Fig 2. Survival time comparisons of F₂ mice stratified by age and sex.

Survival times for all exposed F₂ mice (n = 840) generated from B and X1 progenitors, were sorted by sex into the three age groups: ≤ 6 weeks old, 7–9 weeks old, and ≥10 weeks old at the initiation of exposure. The number of F₂ mice represented in each group is given at the base of each bar plot. Comparisons were made between age groups for females or males and between sexes for the same age group, and Bonferroni corrected for multiple testing. *, p < 0.05; **, p < 0.001.

Fig 3. QTL analysis of age and sex cohorts of the total (X1xB) F₂ dataset.

The total F₂ data set was sorted using a 56 d.o. age threshold for younger versus older cohorts and QTL analysis performed for total mice (black lines), and separately for males (blue lines) and females (red lines) in each age group. A. Younger mice (≤ 56 d.o.; n = 546) identified Shali1 and Shali2, with significant differences between males (blue arrow) and females (red arrows) for each QTL. B. Older mice (> 56 d.o.; n = 294) did not identify Shali1 or Shali2, but instead identified the male-specific Shali5 on distal Chr1 (blue arrow).

Fig 4. Age and sex-specific survival differences of F₂ mice carrying reciprocal alleles for Shali1 and Shali2.

The (X1xB) F₂ dataset (n = 840) was sorted based on resistance (X1-B) or sensitivity (B-X1) alleles (i.e., genotype effect) at both of the peak markers representing Shali1 (D1Mit303) and Shali2 (D4Mit308). Mice with the most resistant (X1-B; n = 50) and most sensitive (B-X1; n = 58) allelic combinations at these two loci were then segregated by age (using a 56 d.o. threshold for younger vs. older mice) and sex, and compared at each stage. Numbers near the top of each bar represent mean survival times (hours) and SDs rounded to the nearest hour, and those at the bottom of bars are numbers of mice with the corresponding variables (genotype/age/sex). Significant differences are as indicated, using the t-test for group comparisons and Bonferroni corrections for multiple testing.

Fig 5. Sex-specific survival time comparisons of ≤ 56 d.o. Shali1 congenic lines.

Mice aged 56 d.o. and younger carrying different intervals of Shali1 (boxed region on chromosome at the left) were exposed to >95% O₂ and survival times determined and compared with age- and sex-matched X1 controls.

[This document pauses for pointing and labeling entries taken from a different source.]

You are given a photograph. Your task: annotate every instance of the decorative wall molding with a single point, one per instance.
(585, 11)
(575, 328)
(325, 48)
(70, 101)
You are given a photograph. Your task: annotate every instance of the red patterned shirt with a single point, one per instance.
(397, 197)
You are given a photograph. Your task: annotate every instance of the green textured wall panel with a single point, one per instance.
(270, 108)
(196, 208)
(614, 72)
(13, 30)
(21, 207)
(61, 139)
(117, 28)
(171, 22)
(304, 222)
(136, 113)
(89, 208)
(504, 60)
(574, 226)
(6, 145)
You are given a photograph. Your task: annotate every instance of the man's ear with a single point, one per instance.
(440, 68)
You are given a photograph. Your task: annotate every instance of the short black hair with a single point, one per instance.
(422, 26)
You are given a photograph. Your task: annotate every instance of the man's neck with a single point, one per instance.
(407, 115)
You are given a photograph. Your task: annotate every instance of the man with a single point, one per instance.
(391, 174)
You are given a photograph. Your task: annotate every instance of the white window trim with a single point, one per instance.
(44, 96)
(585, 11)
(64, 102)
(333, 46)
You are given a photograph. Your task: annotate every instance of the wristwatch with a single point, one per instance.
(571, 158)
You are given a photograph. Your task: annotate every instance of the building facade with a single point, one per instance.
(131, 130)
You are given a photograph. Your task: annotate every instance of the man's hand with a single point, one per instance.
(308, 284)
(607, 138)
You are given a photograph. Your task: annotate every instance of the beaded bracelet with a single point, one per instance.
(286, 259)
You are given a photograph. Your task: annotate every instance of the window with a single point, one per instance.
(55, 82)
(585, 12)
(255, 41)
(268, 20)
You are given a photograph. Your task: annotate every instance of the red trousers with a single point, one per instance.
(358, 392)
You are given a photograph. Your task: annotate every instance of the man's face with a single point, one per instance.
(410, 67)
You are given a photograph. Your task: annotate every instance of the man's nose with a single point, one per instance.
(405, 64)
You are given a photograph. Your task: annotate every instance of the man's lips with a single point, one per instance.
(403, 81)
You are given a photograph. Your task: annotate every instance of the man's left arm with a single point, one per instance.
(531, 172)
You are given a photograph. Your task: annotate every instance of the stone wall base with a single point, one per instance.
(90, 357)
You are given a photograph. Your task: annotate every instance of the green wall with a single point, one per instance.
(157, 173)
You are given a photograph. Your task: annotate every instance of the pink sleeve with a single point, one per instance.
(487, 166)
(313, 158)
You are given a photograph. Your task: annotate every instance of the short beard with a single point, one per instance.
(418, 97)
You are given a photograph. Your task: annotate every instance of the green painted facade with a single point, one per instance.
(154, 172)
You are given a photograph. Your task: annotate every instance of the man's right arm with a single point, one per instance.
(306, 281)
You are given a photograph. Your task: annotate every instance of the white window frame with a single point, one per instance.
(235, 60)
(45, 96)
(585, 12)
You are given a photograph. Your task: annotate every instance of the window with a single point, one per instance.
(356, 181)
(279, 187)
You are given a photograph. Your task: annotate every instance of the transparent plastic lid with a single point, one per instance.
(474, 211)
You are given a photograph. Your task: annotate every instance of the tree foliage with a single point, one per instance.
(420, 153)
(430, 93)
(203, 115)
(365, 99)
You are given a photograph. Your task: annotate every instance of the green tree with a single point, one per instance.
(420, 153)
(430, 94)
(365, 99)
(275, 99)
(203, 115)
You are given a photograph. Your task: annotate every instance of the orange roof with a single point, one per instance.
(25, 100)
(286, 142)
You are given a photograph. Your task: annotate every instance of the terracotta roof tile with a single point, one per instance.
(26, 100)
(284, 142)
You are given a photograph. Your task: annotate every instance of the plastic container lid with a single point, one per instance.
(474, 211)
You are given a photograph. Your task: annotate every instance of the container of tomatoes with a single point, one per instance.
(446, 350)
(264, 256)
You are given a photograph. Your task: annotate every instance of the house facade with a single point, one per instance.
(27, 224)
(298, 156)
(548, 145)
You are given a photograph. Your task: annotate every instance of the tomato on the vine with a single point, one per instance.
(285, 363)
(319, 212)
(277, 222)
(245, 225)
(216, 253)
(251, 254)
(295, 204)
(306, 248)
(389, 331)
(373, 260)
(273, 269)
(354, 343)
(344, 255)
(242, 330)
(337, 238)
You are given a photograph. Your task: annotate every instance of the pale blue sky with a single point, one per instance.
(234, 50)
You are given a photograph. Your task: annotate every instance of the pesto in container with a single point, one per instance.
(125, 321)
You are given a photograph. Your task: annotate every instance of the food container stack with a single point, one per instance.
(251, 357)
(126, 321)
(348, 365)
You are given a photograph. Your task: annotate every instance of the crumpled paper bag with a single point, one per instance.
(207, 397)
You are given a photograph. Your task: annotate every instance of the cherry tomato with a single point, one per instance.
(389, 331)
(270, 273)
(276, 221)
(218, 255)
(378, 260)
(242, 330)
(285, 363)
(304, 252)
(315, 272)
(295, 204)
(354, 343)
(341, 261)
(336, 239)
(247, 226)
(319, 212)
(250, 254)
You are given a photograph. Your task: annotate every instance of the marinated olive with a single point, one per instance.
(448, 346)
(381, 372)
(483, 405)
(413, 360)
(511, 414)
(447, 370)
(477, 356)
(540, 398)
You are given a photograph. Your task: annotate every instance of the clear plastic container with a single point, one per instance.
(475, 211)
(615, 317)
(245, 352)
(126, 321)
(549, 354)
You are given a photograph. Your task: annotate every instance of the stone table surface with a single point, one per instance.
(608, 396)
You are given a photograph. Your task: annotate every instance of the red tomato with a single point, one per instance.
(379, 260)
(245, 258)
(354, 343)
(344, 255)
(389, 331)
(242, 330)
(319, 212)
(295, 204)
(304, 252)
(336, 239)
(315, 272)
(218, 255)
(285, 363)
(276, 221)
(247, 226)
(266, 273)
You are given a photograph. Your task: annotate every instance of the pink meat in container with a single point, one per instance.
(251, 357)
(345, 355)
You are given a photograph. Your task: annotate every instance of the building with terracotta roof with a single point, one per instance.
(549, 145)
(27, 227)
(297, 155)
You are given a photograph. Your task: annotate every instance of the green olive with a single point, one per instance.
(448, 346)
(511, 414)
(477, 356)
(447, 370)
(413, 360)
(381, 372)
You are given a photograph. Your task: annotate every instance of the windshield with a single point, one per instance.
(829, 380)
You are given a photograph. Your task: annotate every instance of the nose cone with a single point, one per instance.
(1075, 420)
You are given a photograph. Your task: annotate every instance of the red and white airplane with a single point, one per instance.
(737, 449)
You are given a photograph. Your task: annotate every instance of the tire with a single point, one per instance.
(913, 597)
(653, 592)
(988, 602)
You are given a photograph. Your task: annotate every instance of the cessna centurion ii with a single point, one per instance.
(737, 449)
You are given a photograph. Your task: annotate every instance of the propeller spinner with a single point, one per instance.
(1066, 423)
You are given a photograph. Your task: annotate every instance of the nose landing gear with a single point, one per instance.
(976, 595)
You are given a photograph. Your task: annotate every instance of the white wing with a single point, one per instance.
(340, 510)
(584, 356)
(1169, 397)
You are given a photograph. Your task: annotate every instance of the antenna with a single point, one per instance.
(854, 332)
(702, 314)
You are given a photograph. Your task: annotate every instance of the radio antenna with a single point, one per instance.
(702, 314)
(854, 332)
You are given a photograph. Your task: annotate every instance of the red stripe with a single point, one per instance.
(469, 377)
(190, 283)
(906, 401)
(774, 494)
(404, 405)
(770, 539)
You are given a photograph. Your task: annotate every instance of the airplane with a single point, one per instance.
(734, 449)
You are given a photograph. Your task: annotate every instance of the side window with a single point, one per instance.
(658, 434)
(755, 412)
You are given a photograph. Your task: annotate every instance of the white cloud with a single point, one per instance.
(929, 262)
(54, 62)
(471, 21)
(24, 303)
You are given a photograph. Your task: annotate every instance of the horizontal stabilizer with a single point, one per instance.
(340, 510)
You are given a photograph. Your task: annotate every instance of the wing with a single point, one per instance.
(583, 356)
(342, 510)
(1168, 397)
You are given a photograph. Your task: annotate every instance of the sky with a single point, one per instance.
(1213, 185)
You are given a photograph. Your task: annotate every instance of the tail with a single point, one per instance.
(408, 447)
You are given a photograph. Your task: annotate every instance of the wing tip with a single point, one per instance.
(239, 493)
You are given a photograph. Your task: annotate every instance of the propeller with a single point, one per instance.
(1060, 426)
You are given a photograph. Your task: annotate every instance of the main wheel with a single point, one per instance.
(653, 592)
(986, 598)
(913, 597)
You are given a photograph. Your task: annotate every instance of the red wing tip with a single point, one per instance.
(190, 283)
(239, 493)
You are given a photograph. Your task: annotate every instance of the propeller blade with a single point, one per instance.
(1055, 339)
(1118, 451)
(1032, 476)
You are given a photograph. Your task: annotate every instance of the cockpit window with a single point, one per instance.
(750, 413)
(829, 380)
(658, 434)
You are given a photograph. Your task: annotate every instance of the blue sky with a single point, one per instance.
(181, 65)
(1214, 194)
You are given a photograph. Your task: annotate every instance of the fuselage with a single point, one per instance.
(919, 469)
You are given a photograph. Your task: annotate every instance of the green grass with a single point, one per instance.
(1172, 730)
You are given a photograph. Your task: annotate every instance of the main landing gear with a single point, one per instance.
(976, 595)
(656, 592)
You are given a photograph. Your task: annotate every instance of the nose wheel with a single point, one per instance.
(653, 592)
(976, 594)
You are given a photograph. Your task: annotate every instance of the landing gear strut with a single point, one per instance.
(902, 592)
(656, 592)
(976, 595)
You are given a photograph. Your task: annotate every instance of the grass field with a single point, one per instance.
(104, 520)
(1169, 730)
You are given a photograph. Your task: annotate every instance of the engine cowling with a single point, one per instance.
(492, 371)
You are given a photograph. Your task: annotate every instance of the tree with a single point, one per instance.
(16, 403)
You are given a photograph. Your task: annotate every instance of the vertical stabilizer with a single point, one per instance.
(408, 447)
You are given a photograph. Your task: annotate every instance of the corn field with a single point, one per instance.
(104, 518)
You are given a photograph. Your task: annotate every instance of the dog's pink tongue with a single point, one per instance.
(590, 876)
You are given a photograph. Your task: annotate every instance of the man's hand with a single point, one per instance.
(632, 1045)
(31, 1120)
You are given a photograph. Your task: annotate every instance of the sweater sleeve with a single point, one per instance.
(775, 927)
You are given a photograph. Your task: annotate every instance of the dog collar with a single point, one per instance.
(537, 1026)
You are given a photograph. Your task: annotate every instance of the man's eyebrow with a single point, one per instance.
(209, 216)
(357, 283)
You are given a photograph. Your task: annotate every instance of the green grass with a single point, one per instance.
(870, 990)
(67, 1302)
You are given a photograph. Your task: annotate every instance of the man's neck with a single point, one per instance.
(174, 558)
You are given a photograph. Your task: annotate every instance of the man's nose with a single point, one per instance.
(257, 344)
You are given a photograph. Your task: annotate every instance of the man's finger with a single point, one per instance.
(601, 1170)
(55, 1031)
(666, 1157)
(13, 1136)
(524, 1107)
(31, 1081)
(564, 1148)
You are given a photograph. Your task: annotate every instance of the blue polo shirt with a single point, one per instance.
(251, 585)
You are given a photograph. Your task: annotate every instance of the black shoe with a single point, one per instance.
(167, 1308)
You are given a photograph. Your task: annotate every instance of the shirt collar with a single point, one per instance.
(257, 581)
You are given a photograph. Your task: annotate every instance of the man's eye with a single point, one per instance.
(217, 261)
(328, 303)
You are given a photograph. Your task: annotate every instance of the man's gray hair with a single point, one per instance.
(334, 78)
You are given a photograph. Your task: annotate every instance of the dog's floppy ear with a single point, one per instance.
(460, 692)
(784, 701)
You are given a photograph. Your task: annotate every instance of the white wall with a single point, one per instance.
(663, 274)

A significant increase in sensitivity was determined in both males and females for four of six interval-specific congenics (bold red font), which narrowed the Shali1 interval to ~8.5 Mb (as depicted by the dashed line and green box at 60.05–68.55 Mb). In all cases, females were also significantly more sensitive than males.

Fig 6. Sex-specific survival time comparisons of > 56 d.o. Shali2 congenic lines.

Mice > 56 d.o. carrying different subintervals of Shali2 (boxed region on chromosome at the left) were exposed to > 95% O₂ and survival times determined and compared with age- and sex-matched X1 controls. A significant increase in resistance was found in males only for four congenics and for both males and females for three congenics (bold blue font). One congenic (4BB.ab) was significantly more sensitive than controls for males (bold red font), with a trend for increased sensitivity in females. Congenics support multiple sub-QTLs in the Shali2 interval.